Zero hard and fast rules, mate, essential survival requirement is perspiring and breathing. As much as possible, endeavor to spend less time out-door. Conditioning your environment goes a long way in prolonging your life. Wear sun-shielding clothes, and just as the name implies, they help you with sun-shielding.
Water! Zero enemies. Always drink water, even if you don’t feel the thirst. Make it a habit to have water with you at all times. Also, avoids leaving children or older ones in cars. Heat in a vehicle could increase by twofold in a few minutes, and you would have observed this before.
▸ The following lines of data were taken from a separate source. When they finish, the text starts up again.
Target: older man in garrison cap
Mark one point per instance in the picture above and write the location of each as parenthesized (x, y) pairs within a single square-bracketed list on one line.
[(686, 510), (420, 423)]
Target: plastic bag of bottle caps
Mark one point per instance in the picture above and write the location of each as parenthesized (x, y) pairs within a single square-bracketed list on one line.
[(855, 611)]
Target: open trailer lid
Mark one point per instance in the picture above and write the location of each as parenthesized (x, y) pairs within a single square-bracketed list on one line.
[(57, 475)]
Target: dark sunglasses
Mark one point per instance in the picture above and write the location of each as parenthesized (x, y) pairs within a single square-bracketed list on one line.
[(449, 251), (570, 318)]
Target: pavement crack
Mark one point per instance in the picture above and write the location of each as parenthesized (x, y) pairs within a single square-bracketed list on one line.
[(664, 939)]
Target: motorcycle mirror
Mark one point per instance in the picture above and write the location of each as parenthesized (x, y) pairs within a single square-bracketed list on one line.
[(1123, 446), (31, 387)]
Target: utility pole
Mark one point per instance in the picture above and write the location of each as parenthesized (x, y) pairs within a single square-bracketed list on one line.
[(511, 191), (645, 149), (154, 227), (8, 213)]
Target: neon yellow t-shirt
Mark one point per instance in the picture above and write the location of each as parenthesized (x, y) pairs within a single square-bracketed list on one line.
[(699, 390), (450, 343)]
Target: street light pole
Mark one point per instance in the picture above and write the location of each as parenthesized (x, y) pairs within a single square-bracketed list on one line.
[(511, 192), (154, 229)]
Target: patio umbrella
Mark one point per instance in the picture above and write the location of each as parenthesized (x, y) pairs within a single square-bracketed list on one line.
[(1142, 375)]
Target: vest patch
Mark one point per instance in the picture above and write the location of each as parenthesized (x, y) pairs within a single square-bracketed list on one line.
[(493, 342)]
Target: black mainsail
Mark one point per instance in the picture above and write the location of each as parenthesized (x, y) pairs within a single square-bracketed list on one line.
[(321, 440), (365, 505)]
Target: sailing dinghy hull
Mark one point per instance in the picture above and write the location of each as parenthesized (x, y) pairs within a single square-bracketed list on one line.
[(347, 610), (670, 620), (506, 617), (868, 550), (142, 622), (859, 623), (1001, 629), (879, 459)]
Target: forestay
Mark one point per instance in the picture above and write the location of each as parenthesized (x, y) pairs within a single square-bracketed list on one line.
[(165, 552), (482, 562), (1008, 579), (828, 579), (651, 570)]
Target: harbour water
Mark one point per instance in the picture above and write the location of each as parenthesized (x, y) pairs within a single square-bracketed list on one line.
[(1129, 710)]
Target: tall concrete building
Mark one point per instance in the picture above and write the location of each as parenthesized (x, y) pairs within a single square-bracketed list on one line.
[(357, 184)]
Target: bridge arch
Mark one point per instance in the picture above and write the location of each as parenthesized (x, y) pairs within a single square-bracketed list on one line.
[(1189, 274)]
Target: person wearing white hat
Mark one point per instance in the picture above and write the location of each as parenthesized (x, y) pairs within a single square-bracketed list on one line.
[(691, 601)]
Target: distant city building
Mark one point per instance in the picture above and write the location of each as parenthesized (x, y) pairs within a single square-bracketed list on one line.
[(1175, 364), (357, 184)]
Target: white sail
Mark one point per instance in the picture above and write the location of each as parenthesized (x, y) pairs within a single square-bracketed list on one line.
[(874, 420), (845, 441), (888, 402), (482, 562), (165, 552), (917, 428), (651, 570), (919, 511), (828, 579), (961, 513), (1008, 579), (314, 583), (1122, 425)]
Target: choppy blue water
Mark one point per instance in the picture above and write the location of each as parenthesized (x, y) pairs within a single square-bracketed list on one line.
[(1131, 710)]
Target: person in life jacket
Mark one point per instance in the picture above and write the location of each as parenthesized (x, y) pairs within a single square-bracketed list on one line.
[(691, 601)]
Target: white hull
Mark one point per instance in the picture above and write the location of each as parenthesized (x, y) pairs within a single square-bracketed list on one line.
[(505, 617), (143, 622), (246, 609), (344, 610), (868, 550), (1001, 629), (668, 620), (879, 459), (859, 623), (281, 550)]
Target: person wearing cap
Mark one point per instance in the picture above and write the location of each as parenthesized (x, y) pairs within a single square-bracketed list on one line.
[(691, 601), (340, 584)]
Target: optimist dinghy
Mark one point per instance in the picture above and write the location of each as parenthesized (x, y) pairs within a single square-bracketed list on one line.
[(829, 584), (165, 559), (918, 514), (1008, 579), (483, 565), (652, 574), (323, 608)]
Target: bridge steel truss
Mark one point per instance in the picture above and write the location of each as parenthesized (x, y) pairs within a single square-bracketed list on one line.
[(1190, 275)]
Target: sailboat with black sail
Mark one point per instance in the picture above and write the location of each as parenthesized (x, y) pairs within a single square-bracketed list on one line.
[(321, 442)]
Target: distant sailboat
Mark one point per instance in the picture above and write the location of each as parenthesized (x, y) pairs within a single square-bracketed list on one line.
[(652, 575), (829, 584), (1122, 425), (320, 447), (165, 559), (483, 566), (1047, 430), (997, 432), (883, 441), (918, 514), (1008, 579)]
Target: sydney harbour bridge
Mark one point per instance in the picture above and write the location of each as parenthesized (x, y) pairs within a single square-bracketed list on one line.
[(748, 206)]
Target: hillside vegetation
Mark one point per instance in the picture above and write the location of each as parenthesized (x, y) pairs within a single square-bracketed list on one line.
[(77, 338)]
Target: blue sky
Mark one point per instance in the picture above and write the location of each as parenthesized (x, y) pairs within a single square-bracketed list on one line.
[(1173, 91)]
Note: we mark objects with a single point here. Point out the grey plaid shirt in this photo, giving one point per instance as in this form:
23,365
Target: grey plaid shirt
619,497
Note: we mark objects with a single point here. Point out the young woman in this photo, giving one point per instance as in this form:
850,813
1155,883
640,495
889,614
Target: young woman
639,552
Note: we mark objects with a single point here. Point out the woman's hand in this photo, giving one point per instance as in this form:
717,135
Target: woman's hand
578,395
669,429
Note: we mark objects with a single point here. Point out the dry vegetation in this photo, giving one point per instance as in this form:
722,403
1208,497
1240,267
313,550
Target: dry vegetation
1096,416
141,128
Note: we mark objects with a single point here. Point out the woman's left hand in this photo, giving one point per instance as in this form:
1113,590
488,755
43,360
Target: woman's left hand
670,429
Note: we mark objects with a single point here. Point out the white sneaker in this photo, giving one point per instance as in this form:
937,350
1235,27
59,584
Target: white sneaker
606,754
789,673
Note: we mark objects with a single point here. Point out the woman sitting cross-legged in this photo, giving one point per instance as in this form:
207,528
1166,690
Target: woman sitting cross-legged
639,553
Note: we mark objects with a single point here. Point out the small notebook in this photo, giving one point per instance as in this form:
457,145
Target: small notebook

Especially when you switch off the air conditioner.
Back to water, shower often, stay cool and wear light clothes. It’s time to get a hat and a water bottle. If you can control your activities, fix major events around cooler parts of the day. Get a sunshade, it’s not for the fashion now, forget what people would say, it’s for your health.
Remember, Heat is real, Heat kills. Prioritize your health, spend on keeping sane and healthy. Rest as much as possible, shower, sleep a lot, store yourself in a cool and dry place, and lastly, avoid stress.